TOKYO -- Japan is relaxing work visa requirements in the food service industry to deal with a chronic labor shortage, but the number of workers who can take the first qualification exams will be limited because industry bodies responsible for developing the tests have not had enough time to prepare for the event.
The revised immigration control and refugee recognition act took effect on Monday. It introduces a new visa category that allows foreign workers employed in 14 types of jobs, including nursing care, restaurants and construction, to remain in the country for up to five years.
The agriculture ministry, in cooperation with a trade group, the Japan Foodservice Association, or JF, has devised a skills test to ensure that prospective restaurant workers can do the job. But with limited time to prepare, the first test, scheduled for April, will have only 338 examinees, a tiny fraction of the tens of thousands of foreign workers the industry expects to hire in the next few years.

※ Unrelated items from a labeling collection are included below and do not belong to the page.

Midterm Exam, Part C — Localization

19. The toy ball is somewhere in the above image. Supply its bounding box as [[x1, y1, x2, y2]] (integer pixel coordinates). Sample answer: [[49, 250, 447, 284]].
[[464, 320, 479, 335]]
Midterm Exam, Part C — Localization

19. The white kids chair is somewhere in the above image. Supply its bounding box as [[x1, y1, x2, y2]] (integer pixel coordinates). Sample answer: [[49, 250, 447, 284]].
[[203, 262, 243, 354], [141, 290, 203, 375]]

Two more skills tests, one for hotel workers and another for those seeking jobs in nursing care, will also be rolled out in April.

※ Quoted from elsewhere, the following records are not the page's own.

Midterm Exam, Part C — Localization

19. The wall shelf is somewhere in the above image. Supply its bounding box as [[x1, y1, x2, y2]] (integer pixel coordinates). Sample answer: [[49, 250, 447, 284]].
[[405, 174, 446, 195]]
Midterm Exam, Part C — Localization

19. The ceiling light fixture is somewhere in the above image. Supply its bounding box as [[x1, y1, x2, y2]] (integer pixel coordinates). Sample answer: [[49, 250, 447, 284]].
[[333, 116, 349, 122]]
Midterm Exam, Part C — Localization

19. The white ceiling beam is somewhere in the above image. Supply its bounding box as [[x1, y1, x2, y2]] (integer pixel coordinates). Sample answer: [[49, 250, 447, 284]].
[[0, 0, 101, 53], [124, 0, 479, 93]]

The Organization for Technical Skill Assessment of Foreign Workers in Food Industry, which conducts the exam, released information for test-takers on March 20, subject to final revision by the ministry.
The first round will be held in Tokyo and Osaka. An additional testing site is planned for Vietnam, although details have yet to be finalized. Results will be announced by the end of May.
The 338 test slots available were filled on March 22, the first day of the application period, which had been scheduled to run through March 29. In light of the industry's expected hiring of 53,000 new foreign workers over the next five years, the cap on testing slots was tight. Shinichiro Takaoka, the head of JF, said he has asked for more tests to be held in Japan.
The exam covers hygiene, food and drink preparation and customer service. A study guide published by JF includes basic facts about food poisoning, steps to check the safety of perishable ingredients, the names of cuts of meat and fish, and serving etiquette.
The types of employment covered under the revised immigration act were decided in late December after the bill passed that month. With just three months to draw up the food industry test, make study materials available and find testing venues, there was little chance of accommodating a large number of examinees.
One person with a fast-food restaurant operator that hires foreign students for part-time positions said people are "not well aware of [the test] in the first place."
An insider with another restaurant operator said the study material seems too difficult for foreign workers with limited Japanese language skills. "It includes technical terms," the insider said. Workers from abroad "may be able to carry on day-to-day conversation in Japanese, but it's difficult for them to understand everything in the booklet."